WORKSCAPE INNOVATION

働く風景を変えていくジャーナル。それが「WORKSCAPE INNOVATION」です。次世代オフィスのコンセプトの開発・研究に長年携わってこられた岸本章弘氏がお届けします。

No.10 働き方の変革を促すオフィス構築のプロセス 2011.10.31 up!

文と図=岸本 章弘(ワークスケープ・ラボ代表) 写真提供:株式会社コーセー

新しい空間が促した意識と行動の変化

この新オフィスに移転する前、近年の事業の拡大と社員数の増加などにともなって、同社の本社オフィスは同じ日本橋エリア内にありながら3カ所に分かれていました。それらが新本社オフィスに集約されてから3年が経った今、上記のような多様な空間を使う中で、入居者の行動はどのように変化してきているでしょうか。以下では、そのトピックをいくつか拾ってみましょう。

先ず、多くの社員が実感している変化の一つは、仕事をより広い視点から見ることができるようになったことだそうです。同社には、以前からメーカーとしてモノづくりへのこだわりを持つ風土がありましたが、そうした仕事に携わる社員達は、各人の担当分野に集中する一方で、他の分野との連携や全体バランスへの配慮にはあまり意識が向かない傾向があったといいます。しかし、新本社では、開放的な環境に同居したことによって、日々の活動の中で周囲の仕事の状況を見聞きする機会が増え、互いの関係やつながりを自然に意識できるようになってきているということです。

一例を挙げると、商品デザインと宣伝の部署のように、仕事上関係があってもスペース配分の都合で別々のオフィスに入居していた部署同士のやりとりは、移転前は会議などのフォーマルなコミュニケーションが中心でした。それが、一つ屋根の下に同居するようになった今は、互いの仕事が日常的に見えることになり、臨機応変なインフォーマル・コミュニケーションが活発になっています。

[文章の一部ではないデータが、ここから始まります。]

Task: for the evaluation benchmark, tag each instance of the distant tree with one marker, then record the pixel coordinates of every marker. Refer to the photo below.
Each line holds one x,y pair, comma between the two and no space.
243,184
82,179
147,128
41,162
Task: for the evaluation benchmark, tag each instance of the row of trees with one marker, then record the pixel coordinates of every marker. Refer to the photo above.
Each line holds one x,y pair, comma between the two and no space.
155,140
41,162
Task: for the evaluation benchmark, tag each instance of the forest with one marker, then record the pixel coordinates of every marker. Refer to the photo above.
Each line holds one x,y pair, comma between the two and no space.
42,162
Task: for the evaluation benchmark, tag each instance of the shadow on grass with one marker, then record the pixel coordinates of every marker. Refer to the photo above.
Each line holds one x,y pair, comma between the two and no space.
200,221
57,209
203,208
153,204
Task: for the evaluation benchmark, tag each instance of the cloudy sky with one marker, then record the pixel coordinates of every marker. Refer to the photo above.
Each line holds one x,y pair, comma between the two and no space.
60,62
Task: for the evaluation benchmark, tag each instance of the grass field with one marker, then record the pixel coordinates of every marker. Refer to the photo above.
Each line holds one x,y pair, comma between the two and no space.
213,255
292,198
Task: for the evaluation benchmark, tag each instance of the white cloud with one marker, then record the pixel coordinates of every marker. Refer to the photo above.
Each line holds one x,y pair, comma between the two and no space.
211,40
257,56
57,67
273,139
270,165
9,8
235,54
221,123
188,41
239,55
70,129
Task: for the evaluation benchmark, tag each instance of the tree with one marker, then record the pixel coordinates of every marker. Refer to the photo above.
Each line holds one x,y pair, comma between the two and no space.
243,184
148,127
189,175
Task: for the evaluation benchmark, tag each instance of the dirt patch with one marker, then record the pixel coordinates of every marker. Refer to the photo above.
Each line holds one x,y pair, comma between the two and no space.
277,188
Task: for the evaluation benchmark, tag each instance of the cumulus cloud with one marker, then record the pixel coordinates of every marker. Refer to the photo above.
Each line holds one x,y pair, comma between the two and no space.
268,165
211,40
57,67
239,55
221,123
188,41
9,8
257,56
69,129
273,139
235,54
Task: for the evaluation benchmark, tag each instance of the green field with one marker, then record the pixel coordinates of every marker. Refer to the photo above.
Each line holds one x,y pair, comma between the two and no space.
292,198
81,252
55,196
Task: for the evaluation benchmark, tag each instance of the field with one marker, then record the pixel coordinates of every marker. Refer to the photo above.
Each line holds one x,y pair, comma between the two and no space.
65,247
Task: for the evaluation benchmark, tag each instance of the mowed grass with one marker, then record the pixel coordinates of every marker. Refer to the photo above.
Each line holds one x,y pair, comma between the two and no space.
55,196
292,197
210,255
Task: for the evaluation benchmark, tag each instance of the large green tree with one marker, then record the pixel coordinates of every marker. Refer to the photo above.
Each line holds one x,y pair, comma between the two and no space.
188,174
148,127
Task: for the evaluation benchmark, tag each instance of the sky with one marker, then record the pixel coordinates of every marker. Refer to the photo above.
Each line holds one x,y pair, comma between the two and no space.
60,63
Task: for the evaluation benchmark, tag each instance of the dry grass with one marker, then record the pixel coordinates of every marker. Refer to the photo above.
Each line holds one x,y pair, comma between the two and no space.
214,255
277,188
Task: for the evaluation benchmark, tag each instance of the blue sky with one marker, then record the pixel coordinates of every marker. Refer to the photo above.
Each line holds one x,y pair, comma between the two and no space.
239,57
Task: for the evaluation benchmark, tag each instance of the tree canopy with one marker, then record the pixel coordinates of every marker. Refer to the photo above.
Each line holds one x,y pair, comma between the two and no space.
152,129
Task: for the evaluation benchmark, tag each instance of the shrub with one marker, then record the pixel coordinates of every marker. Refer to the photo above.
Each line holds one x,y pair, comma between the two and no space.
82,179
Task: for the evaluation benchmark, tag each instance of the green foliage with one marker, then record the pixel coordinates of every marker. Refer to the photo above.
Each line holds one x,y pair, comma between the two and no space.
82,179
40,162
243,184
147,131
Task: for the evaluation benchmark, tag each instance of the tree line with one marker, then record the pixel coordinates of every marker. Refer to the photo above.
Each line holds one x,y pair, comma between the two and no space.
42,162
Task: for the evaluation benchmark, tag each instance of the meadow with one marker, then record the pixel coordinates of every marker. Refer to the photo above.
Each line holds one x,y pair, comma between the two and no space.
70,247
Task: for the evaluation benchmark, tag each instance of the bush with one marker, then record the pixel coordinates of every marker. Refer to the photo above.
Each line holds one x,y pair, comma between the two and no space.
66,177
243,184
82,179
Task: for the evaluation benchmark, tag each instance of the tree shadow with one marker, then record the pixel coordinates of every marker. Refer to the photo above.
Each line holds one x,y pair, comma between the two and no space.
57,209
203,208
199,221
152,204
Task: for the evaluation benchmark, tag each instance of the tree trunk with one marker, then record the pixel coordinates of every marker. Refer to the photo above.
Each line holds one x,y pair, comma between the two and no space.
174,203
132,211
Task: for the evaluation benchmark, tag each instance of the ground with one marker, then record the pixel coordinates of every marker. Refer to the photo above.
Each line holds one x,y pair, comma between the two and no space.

また、各フロアの主動線に沿って設置されたインフォメーションコーナー(写真7-8)では、記事雑誌情報や商品情報が定期的に更新されるようになったことで、部署や職種を超えて多くの社員が多様な情報を共有するようになり、日々の交流の活性化につながっています。中でも、化粧品会社に勤務しながらも、以前は一消費者としてしか自社製品に接する機会のなかった経理や人事といった部署の社員も、インフォメーションコーナーで情報に触れ、さらにテスティングコーナー(前頁、写真3)では実際に商品に触れ、匂いをかぎ、試用できるようになるなど、組織全体にわたってより広範な経験や意識の共有が広がっています。

  • 写真7:オフィスの中心にある記事雑誌情報のインフォメーションコーナー。

    写真7:オフィスの中心にある記事雑誌情報の
    インフォメーションコーナー。

  • 写真8:出入り口付近にある商品情報のインフォメーションコーナー。

    写真8:出入り口付近にある商品情報のインフォメーションコーナー。

そして、仕事の場として、意識と行動の変化が最も実感されるのは、MDルームと呼ばれる部屋です。ここには、同社の商品が販売される店頭の空間が、リアルに再現されています。(写真9-10)新オフィス移転後から段階的に充実が図られてきたこの空間は、開発・デザインから宣伝・販売まで、多様な関連部署の社員が、自社製品が顧客の目に触れ販売される「現場」を実感し、認識を共有しながら、商品や販促活動の検討に活用しています。また、以前は会議室が中心であった経営トップへのプレゼンテーションや意思決定の場も、今ではこの空間に移ってきているそうです。

  • 写真9:デパートタイプ
  • 写真10:ドラッグストアタイプ
  • 写真9-10:MDルームの中に再現された店頭売り場。 デザインはデパートタイプとドラッグストアタイプに大別される。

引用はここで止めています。